O que irei te descrever não é inédito, não é bom nem ruim. Sua essência é demasiadamente humana e cirúrgica. É preciso rasgar a pele que acortina o corpo, sim, um corpo que encarece de sentidos.

Ser apenas um coração batendo no mundo à espera do próximo suspiro. De quê? de vida. e aqui diante de todo esse grande mar que me aprumo num mastro da salvação do naufrágio inerente, eu apresento essa imensidão de perguntas antes de adormecer, e acordar, e dormir, e despertar. É uma eterna vigília do pensamento ansioso de definir a coisa, e é através disto que te entrego e tu aceitas, é o que tentarei te trazer para o momento presente, só que não aqui, e em lugar nenhum, afinal, o que é o presente e estar sendo? O que pensei já passou, e eu continuo a tentar captar a essência do que me atravessara. O que te escrevo já deixa de ser à medida que exista outro em contraste: eu só posso lhe descrever sobre o dia ao cair da tarde, e as madrugas em insônia de abraço à juras de cura; essas poderiam ser ditas na alvorada com a cortesia de Chopin, e eu não seria somente noturno, seria o desejo claro sem breu ou significante iluminante: apenas seria o claro instante que pulsa e desaparece. Só posso amar plenamente se aceitar o ódio que pulsa violentamente no meu peito.
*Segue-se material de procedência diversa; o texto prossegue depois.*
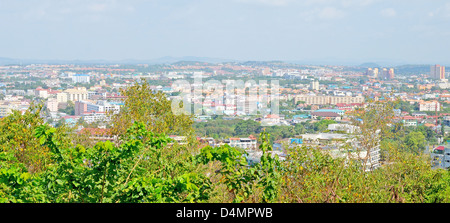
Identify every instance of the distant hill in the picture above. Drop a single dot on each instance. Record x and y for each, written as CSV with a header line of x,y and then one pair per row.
x,y
367,65
162,60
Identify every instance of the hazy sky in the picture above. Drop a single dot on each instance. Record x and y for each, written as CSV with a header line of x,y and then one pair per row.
x,y
407,31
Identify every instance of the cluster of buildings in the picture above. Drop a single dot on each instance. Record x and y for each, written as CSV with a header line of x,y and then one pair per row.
x,y
72,93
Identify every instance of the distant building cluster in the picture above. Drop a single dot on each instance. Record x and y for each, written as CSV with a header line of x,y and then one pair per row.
x,y
437,72
382,73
E existo por isso, por que deixo de existir, e por isso há certo grau de existência nesta não existência plena da coisa.

Quando torno a te escrever, sinto-me próximo novamente da náusea, e transito no sítio das minhas próprias palavras — é esta a minha seara.

preciso te escrever até ao infinito, isto não tem fim.

E ao questionar a existência como puro frenesi da curiosidade; não me assusto: deixo-me ir. É que às vezes preciso me distanciar do todo impulso básico para que eu sinta finalmente o grito primário. E apesar de não ver tudo, eu vejo muito. E ver é um dom, assim como o ouvir, o comer e o dormir. O que escrevo tem gosto metálico de sangue e escuta-se como um ruído branco, como desses que se ouve no útero antes de nascer. Em sonho, te imagino altivo e descompassado como um jazz de quinta-feira santa. O que te escrevo ainda está nascendo e parece não findar nunca; pulsa.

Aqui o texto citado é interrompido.